How to calculate the sum of two normal distributions - algorithm

I have a value type that represents a gaussian distribution:
struct Gauss {
double mean;
double variance;
}
I would like to perform an integral over a series of these values:
Gauss eulerIntegrate(double dt, Gauss iv, Gauss[] values) {
Gauss r = iv;
foreach (Gauss v in values) {
r += v*dt;
}
return r;
}
My question is how to implement addition for these normal distributions.
The multiplication by a scalar (dt) seemed simple enough. But it wasn't simple! Thanks FOOSHNICK for the help:
public static Gauss operator * (Gauss g, double d) {
return new Gauss(g.mean * d, g.variance * d * d);
}
However, addition eludes me. I assume I can just add the means; it's the variance that's causing me trouble. Either of these definitions seems "logical" to me.
public static Gauss operator + (Gauss a, Gauss b) {
double mean = a.mean + b.mean;
// Is it this? (Yes, it is!)
return new Gauss(mean, a.variance + b.variance);
// Or this? (nope)
//return new Gauss(mean, Math.Max(a.variance, b.variance));
// Or how about this? (nope)
//return new Gauss(mean, (a.variance + b.variance)/2);
}
Can anyone help define a statistically correct - or at least "reasonable" - version of the + operator?
I suppose I could switch the code to use interval arithmetic instead, but I was hoping to stay in the world of prob and stats.

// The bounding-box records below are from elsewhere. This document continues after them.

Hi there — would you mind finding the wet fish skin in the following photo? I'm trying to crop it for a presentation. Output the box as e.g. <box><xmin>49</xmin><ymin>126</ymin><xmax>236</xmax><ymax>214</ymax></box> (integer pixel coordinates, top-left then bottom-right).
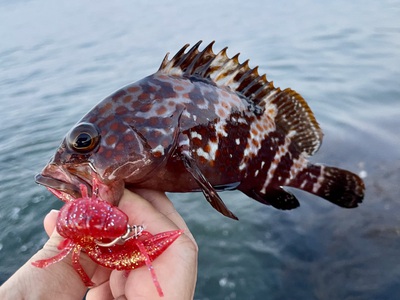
<box><xmin>37</xmin><ymin>42</ymin><xmax>365</xmax><ymax>218</ymax></box>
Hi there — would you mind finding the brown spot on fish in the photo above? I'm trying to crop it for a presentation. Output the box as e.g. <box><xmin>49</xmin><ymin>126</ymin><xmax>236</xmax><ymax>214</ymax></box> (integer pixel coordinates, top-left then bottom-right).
<box><xmin>156</xmin><ymin>105</ymin><xmax>167</xmax><ymax>116</ymax></box>
<box><xmin>106</xmin><ymin>135</ymin><xmax>118</xmax><ymax>146</ymax></box>
<box><xmin>38</xmin><ymin>42</ymin><xmax>365</xmax><ymax>218</ymax></box>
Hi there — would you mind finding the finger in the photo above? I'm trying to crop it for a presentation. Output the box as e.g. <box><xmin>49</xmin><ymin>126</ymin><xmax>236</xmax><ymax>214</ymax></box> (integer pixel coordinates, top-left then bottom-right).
<box><xmin>110</xmin><ymin>190</ymin><xmax>197</xmax><ymax>299</ymax></box>
<box><xmin>134</xmin><ymin>189</ymin><xmax>196</xmax><ymax>244</ymax></box>
<box><xmin>118</xmin><ymin>190</ymin><xmax>179</xmax><ymax>233</ymax></box>
<box><xmin>85</xmin><ymin>281</ymin><xmax>114</xmax><ymax>300</ymax></box>
<box><xmin>43</xmin><ymin>209</ymin><xmax>59</xmax><ymax>236</ymax></box>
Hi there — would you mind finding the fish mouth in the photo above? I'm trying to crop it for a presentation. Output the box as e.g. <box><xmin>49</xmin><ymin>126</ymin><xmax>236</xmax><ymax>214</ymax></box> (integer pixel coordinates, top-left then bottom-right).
<box><xmin>35</xmin><ymin>164</ymin><xmax>92</xmax><ymax>201</ymax></box>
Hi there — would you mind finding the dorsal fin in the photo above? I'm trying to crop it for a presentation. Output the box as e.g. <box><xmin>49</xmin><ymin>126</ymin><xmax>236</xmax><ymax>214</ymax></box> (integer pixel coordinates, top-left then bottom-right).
<box><xmin>158</xmin><ymin>41</ymin><xmax>322</xmax><ymax>155</ymax></box>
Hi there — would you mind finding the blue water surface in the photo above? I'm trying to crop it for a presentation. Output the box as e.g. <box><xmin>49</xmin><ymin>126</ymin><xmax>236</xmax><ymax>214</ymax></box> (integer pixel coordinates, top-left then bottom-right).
<box><xmin>0</xmin><ymin>0</ymin><xmax>400</xmax><ymax>300</ymax></box>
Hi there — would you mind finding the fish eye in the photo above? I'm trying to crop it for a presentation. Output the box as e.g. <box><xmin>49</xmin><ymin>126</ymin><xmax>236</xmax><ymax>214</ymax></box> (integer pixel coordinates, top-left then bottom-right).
<box><xmin>67</xmin><ymin>123</ymin><xmax>100</xmax><ymax>153</ymax></box>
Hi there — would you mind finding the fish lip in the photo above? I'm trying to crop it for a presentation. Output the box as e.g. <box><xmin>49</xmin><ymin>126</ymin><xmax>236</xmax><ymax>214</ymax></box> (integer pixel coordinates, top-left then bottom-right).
<box><xmin>35</xmin><ymin>173</ymin><xmax>83</xmax><ymax>198</ymax></box>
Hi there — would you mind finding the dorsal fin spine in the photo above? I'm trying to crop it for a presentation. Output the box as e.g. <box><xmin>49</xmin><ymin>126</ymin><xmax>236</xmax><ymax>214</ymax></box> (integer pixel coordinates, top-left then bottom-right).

The sum of two normal distributions is itself a normal distribution:
N(mean1, variance1) + N(mean2, variance2) ~ N(mean1 + mean2, variance1 + variance2)
This is all on wikipedia page.
Be careful that these really are variances and not standard deviations.
// X + Y
public static Gauss operator + (Gauss a, Gauss b) {
//NOTE: this is valid if X,Y are independent normal random variables
return new Gauss(a.mean + b.mean, a.variance + b.variance);
}
// X*b
public static Gauss operator * (Gauss a, double b) {
return new Gauss(a.mean*b, a.variance*b*b);
}

To be more precise:
If a random variable Z is defined as the linear combination of two uncorrelated Gaussian random variables X and Y, then Z is itself a Gaussian random variable, e.g.:
if Z = aX + bY,
then mean(Z) = a * mean(X) + b * mean(Y), and variance(Z) = a2 * variance(X) + b2 * variance(Y).
If the random variables are correlated, then you have to account for that. Variance(X) is defined by the expected value E([X-mean(X)]2). Working this through for Z = aX + bY, we get:
variance(Z) = a2 * variance(X) + b2 * variance(Y) + 2ab * covariance(X,Y)
If you are summing two uncorrelated random variables which do not have Gaussian distributions, then the distribution of the sum is the convolution of the two component distributions.
If you are summing two correlated non-Gaussian random variables, you have to work through the appropriate integrals yourself.

Well, your multiplication by scalar is wrong - you should multiply variance by the square of d. If you're adding a constant, then just add it to the mean, the variance stays the same. If you're adding two distributions, then add the means and add the variances.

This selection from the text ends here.